Untitled

At one point in my life, about 10 years ago now, I noticed a little distinction about myself that I commonly re-forget and remember a lot in my fumbling upwards — there was very little difference between being an actual hater, and the person who just strategically and cleverly used the language of haters that I considered myself to be.

The distinction hit me while riding as a passenger in my friends car. As we passed through Skagit county, I noticed the sign, and started saying it out loud.

“SKAGIT. HA. sounds like a bad word. ‘FUCKING SKAGIT’.” and repeated it a few more times.

This friend of mine had just ‘decided’ he was gay a year or three earlier, while we were, effectively, dating one another. I’d managed to bag him ONCE before this announcement, and for quite a while after that I was pretty well scorn, and feeling rejected.

Part of that rejection, I now understand, was my friends retreat into safe spaces where he could explore his identity and subculture with his boyfriend, whom I had introduced him to. I was, it seemed to me, rarely invited, and it pissed me off. That wasn’t so much true as that I did not belong and I did not fit in where my friend was going.

I saw my friend rejecting things I identified with, took his expressions of that personally, and that pissed me off too. I tried generating power in the situation by using ‘their’ insults, knowing that my history with my friend would mean I could get away with it even though they weren’t mine to use. I tried making jokes that I ‘turned’ him gay, centering myself in his journey and only half joking because I didn’t know shit about what the process of confirming ones gender identification is actually like, at the time.

It was one of the most memorable moments in my life that I’ve experienced that gutbomb — you probably know it — that feeling when something comes out of your mouth that unexpectedly turns your stomach inside out. It was when I realized “Skagit” sounded like a bad word to me because it sounded like “Faggot”. And that I was repeating it mockingly in the car with a gay person I supposedly loved.

I didn’t -really- understand how I was responsible for how that was fucked up, I externalized the rationale that swiftly came after the rush, that I probably looked like a real asshole to him even tho I of course was not actually an asshole.

I of course thought, long before I stopped using homophobic insults, that I was not homophobic.

I just recognized, you know, the proper way of things, the way the world just ‘was’. I just recognized that being gay wasn’t as good as being other things cuz ‘society’ — but not to ME, mind you. “Other” people. “Other” people who have power and are in charge of shit so it’s probably best to just confirm with and mimic them sometimes in order to maneuver.

So even after I recognized that I wanted to examine the preconceived notions I may have held under the surface about what would eventually evolve into the concept of gender non-conformance, I hid behind ‘language’ that ‘everybody’ uses, that I had and continued to use.

For a while, my excuses for not doing the work were numerous and made sense.

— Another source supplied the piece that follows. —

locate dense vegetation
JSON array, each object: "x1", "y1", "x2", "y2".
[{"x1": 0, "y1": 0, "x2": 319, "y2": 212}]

One in particular was tough to shake, and it settled in well with my view of what I was in the world to do — cause people to feel deeply. In communicating with other people, it stands to reason that you’d use language that will effect and resonate with them to make a point. Right? I mean, if you wanna insult someone, really make em FEEL it, wouldn’t you wanna use their bigotry or whatever against them?

So, yeah, dudebro: You’re a fuckin’ pussy, fucking fag. I’m a 20something white feminist with a close friend who newly came out and I’m insulting you with feminine devaluing homophobic language but that’s not on ME really. That’s on *gestures* everyone else who makes the language so EFFECTIVE.

I could feel my hold and importance in his life slip away, over the years, despite my firm belief in my lack of homophobeness, and my slow but sure improvement in my quality of personhood. I am sure there are lots of reasons for that, both that had to do with me and most that didn’t.

But it stuck with me, that car ride.

It took me a long time to begin to articulate what that gutbomb in Skagit country signified in me — it was probably 12 years ago now and this is the first I’ve written about it and I’m still not sure it’s complete.

But when I think now about the people I see who insist they’re not racist, or homophobic, or misogynist, but use the language of those oppressive, hateful populations to express themselves and interact with others, I think about that moment as a snapshot of who I was back then.

Whether I was saying what I was saying because I honestly hated my friend or not, whether I was cracking racist jokes back then because I honestly wanted to harm anyone with them or not, whether I was remaining ignorant to the lived experience of my friend out of malice or not, what I was doing was a cop out that perpetuated and strengthened the collective hate that I claimed to be against.

And by doing it that way, I was letting myself off a hook that I now recognize as being pretty much the absolute least I could have done to show up, and be a friend.